算计人没算计成,被反算计的宠唯一很不高兴,愤愤地把毛线团砸进购物车里,小声嘀咕着什么。
宁非俯身在她耳边才听到她嘀咕的什么,“压死你,压死你,让绿帽子压死你!”
“我更喜欢被你压。”宁非高大的身子把宠唯一圈在自己的领地下,拿了一盒毛线塞进宠唯一手里,“给我织一件,要你织的。”
宠唯一嘴角抽抽,她根本不会好不好!还拿这么贵的貂绒的给她,她钱包很扁好不好。
好像看出她的心思,宁非有多拿了几个颜色,浅灰、白色、咖啡色,“不会跟着妈学去,这算是你送我的,我今天没带钱的。”

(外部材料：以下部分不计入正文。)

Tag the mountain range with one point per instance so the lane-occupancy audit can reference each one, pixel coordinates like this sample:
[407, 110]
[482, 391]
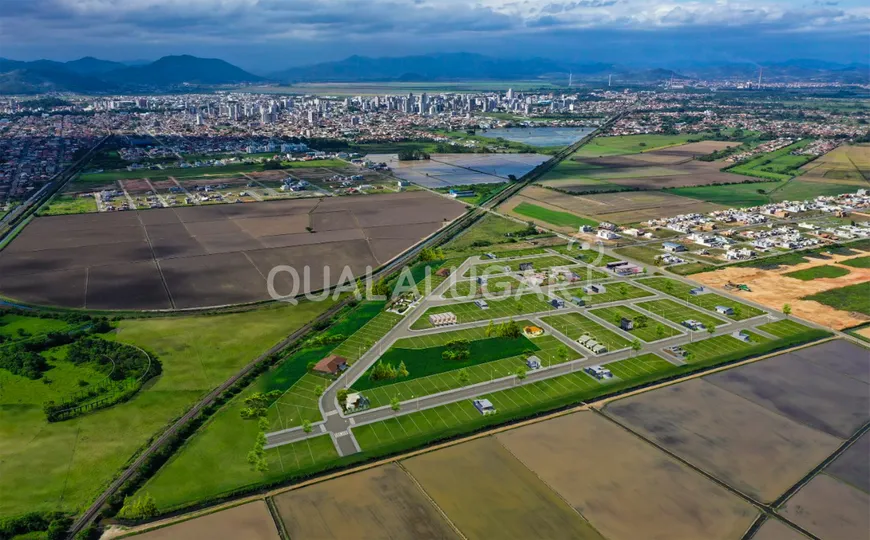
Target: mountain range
[92, 75]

“宁非你可以再无耻点!”说着,宠唯一便要把毛线往外拿,一盒上千好不好!
“宠唯一你要是敢拿出来,我就在这里吻你!”宁非威胁道。本来两个人男才女貌的就吸人眼球,商场里人又多,唯一滴溜着眼看了一圈,狠狠的咽了咽口水,心疼的摸着钱包,不甘愿的把毛线放回去,“买了我也不给你织,我最讨厌的就是洗衣做饭织衣这种家庭主妇干的事儿。”
因为,倪诗颜正是做了家庭主妇,退居二线,才让沈丹芝钻了空子。她恨极了那种不争不抢,只等着男人回头的女人。

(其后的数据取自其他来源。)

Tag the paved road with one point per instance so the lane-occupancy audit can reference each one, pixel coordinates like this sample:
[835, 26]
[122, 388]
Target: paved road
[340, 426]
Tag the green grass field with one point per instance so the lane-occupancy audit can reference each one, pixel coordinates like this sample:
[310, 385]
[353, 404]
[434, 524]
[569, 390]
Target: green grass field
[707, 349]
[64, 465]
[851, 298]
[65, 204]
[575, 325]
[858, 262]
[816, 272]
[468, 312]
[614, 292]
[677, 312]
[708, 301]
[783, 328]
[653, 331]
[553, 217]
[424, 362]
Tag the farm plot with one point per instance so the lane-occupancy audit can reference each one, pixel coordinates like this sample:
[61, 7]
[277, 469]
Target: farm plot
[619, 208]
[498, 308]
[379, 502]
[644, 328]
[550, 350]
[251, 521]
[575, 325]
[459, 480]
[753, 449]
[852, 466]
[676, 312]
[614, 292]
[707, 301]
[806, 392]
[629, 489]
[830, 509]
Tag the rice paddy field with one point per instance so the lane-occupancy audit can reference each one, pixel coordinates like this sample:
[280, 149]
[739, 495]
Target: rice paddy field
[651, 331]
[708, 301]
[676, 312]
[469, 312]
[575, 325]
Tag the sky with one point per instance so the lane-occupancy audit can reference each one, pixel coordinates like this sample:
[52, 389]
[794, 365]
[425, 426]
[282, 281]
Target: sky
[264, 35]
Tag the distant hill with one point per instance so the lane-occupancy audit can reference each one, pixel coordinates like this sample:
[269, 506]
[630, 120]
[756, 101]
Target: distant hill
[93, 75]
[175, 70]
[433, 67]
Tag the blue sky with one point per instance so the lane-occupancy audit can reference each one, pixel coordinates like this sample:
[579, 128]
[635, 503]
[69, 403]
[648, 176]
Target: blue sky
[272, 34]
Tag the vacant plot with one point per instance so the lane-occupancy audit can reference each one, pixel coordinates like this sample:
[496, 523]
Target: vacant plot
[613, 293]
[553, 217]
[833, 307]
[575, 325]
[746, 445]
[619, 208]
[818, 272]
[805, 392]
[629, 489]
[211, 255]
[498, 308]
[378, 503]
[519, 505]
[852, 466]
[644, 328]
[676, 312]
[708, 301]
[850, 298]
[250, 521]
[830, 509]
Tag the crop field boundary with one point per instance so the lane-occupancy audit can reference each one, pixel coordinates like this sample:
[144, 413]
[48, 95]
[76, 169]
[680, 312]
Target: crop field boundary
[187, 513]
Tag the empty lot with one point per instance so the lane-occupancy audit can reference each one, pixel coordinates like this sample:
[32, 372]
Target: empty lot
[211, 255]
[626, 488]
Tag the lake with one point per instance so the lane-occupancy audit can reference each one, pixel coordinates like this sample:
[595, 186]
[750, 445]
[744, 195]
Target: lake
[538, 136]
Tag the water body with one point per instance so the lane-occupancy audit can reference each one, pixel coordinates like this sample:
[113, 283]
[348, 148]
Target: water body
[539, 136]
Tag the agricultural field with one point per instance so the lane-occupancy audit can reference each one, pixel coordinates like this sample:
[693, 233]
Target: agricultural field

宁非脸上的笑容没变,眼底极快的滑过一抹失落,“反正是你送我的礼物,毛线也是礼物。”
“不要脸。”她以前怎么没发现宁非这么没脸没皮呢。
“喂,我媳妇说我不要脸,你看我这张脸是不是长得还挺好看得?”宁非拉着导购员问道。
宠唯一大囧,他怎么能做出这种事儿来?
瞧瞧导购小姐那含羞的小脸儿,宠唯一忙上前把导购小姐解救出来,“不好意思,他这儿有问题。”
宠唯一指了指宁非的脑袋。
“呵呵,你老公挺幽默的。”导购小姐悠闲尴尬又有些羡慕的看着宠唯一。
“走了,还嫌丢人不够!”宠唯一把购物车塞给宁非,以后一定一定不和他一起逛商场。
结账的时候,宠唯一看着迅速瘪下去的钱包,心在滴血。
“没事儿,咱家有的是钱。”宁非开口。
宠唯一瞥他一眼,“你不觉得你跟傻根有点像吗?你俩是失散多年的兄弟吧?”
等着结账的队伍爆发出一阵笑声,可不,这跟天下无贼里面王宝强饰演的傻根一个样,只不过傻根是在火车站吆喝着自己有钱罢了。
宁非的脸黑了。
他堂堂宁少被人骂傻,他能和那傻子一样吗?!
见宁太子爷发怒了,唯一连忙赔笑脸,“爷,我这是夸您呢,傻根多纯洁一小伙儿啊。”
宁非瞪她一眼,“回去!”
说完转身就走了。
宠唯一看着那大包小包的毛线,作为男人,他是不是该发扬一下风格帮女士拎一下包?
自作孽不可活,宠唯一拎着五六个袋子慢吞吞的爬向轿车,这是她在路上总结出来的经验之谈。
下车的时候,宁非脸色还是不好看,宠唯一跟在后面说尽了好话。她知道宁太子天生优越,从来没被人嘲笑过,她知道她错了还不行?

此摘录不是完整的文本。